1. The law stands. They're in violation of it. And while one tentacle of government says they can't be sued over violating it, nonetheless they seem to be making a bona fide effort to abide by it.
Note that if somebody founds legal grounds for a case, by really pushing their people to try to abide by the law they are establishing a bona fide effort to comply. And courts tend to view that with respect. (I mean, imagine a law that says in2herbs must provide all financial documents for his/her/... family by 2/1. You comply! And then in 1/31 you remember that that Bob's Storage unit in the town you lived in 6 years ago and which has auto-billed you monthly for some pittance has boxes of such documents, but it's 10 pm and you can't skip work and you can't get a ticket and oh crap you can't comply and it can only be intentional. No, wait. That last bit. "It can only be intentional." That doesn't fit.
They knew where all the files were, but lots of jurisdictions were working on the Epstein case(s) over 20 years. I know that in the late '80s I was working for a church and a few quibbles came up about church doctrine or preaching in the '30s and '40s and into the '70s. Except all the records were lost. And in some cases, no recording was ever made. Oops.
Me? I like original documents. I revel in archives. Obscure crap. I rummaged. And found crap going back to the '30s and '40s. The recordings were made. But nobody had looked in those boxes for decades. Nobody lied; they were just wrong.
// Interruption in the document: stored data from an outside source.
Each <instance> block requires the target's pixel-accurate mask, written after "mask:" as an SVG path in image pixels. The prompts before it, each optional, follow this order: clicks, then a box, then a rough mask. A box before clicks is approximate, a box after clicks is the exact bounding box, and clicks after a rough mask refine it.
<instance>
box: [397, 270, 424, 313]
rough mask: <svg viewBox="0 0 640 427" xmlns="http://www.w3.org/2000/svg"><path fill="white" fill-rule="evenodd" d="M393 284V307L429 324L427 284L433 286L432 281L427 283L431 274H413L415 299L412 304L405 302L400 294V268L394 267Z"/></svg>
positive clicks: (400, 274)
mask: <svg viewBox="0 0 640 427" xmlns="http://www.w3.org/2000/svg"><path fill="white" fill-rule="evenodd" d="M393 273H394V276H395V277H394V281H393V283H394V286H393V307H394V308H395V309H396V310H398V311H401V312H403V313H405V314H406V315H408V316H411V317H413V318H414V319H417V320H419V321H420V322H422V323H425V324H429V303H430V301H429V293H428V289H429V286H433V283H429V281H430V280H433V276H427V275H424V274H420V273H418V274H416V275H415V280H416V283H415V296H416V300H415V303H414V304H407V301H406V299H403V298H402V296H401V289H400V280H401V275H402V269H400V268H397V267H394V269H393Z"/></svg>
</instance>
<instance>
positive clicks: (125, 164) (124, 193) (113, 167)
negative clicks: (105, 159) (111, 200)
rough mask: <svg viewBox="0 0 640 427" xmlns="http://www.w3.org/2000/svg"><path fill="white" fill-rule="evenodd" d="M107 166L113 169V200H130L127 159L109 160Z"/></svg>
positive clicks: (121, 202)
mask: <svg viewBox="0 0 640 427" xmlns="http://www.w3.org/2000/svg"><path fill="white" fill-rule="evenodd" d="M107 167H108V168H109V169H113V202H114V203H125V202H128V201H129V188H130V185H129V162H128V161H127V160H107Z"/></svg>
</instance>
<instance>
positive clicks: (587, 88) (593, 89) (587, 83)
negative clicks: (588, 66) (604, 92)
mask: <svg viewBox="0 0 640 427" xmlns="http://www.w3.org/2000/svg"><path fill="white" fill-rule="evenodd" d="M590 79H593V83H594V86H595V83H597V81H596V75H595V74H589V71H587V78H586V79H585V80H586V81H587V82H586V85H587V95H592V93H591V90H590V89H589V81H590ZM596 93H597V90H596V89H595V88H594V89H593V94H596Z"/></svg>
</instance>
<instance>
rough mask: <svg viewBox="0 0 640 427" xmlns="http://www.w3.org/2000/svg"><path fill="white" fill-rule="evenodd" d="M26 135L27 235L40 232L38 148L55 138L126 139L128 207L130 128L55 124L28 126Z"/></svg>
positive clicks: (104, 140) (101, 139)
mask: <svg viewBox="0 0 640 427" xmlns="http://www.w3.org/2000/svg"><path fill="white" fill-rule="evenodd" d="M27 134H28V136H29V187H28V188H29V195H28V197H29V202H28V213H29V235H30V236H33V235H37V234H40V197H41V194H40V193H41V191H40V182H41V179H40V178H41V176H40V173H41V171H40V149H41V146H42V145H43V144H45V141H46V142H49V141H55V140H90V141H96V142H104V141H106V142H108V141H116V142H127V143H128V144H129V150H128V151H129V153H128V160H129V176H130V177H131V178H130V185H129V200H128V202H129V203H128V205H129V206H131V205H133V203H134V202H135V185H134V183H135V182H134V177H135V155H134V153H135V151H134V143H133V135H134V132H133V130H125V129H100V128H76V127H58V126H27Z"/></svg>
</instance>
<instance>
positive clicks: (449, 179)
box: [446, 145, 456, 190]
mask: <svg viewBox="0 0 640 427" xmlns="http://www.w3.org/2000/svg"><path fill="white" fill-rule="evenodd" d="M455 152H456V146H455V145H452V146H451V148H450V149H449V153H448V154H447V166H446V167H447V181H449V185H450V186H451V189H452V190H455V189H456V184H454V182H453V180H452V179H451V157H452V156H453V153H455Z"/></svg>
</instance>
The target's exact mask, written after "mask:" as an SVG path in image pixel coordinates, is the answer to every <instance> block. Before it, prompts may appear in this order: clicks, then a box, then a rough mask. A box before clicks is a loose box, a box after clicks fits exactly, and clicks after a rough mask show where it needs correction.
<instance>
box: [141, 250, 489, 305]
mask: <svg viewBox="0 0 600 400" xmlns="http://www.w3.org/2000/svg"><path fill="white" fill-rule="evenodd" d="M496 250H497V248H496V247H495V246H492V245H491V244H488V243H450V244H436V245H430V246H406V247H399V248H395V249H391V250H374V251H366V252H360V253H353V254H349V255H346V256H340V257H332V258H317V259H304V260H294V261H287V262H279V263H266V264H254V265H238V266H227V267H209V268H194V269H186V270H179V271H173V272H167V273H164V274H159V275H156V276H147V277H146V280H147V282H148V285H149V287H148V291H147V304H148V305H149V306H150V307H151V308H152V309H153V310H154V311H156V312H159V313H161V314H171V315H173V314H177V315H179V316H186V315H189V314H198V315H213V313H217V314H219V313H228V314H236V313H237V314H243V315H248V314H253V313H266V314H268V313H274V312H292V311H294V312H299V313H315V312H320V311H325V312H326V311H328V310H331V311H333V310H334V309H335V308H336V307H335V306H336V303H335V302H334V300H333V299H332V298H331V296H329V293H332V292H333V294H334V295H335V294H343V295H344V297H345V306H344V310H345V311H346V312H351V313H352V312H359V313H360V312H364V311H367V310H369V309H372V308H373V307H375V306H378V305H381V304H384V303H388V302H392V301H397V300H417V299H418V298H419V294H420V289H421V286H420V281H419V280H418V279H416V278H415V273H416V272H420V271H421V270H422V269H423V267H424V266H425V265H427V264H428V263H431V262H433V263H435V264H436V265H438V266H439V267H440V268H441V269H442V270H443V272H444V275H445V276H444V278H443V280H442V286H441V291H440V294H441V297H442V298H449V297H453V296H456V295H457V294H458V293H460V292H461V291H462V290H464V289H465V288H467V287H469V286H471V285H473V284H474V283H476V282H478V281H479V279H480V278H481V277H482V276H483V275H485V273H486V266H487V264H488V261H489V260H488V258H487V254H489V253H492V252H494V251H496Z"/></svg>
Note that the political atmosphere that was souring under Reagan, increased its fermentation under Obama and soared in pOH under Trump I rejects the idea of "bona fide" among those we already know are bad but just need to find the reason for the judgment. What evs.
2. The law has no enforcement mechanism, no way for anybody--they claim--to have standing to bring a lawsuit.
Nobody said that the courts can't hear the case. They did say that nobody has standing to bring a case so there can't be a case for SCOTUS to hear (said by implication only). So, yes, in a sense even SCOTUS can't hear the case, just as SCOTUS can't hear the wonderful violin concerto that I didn't write.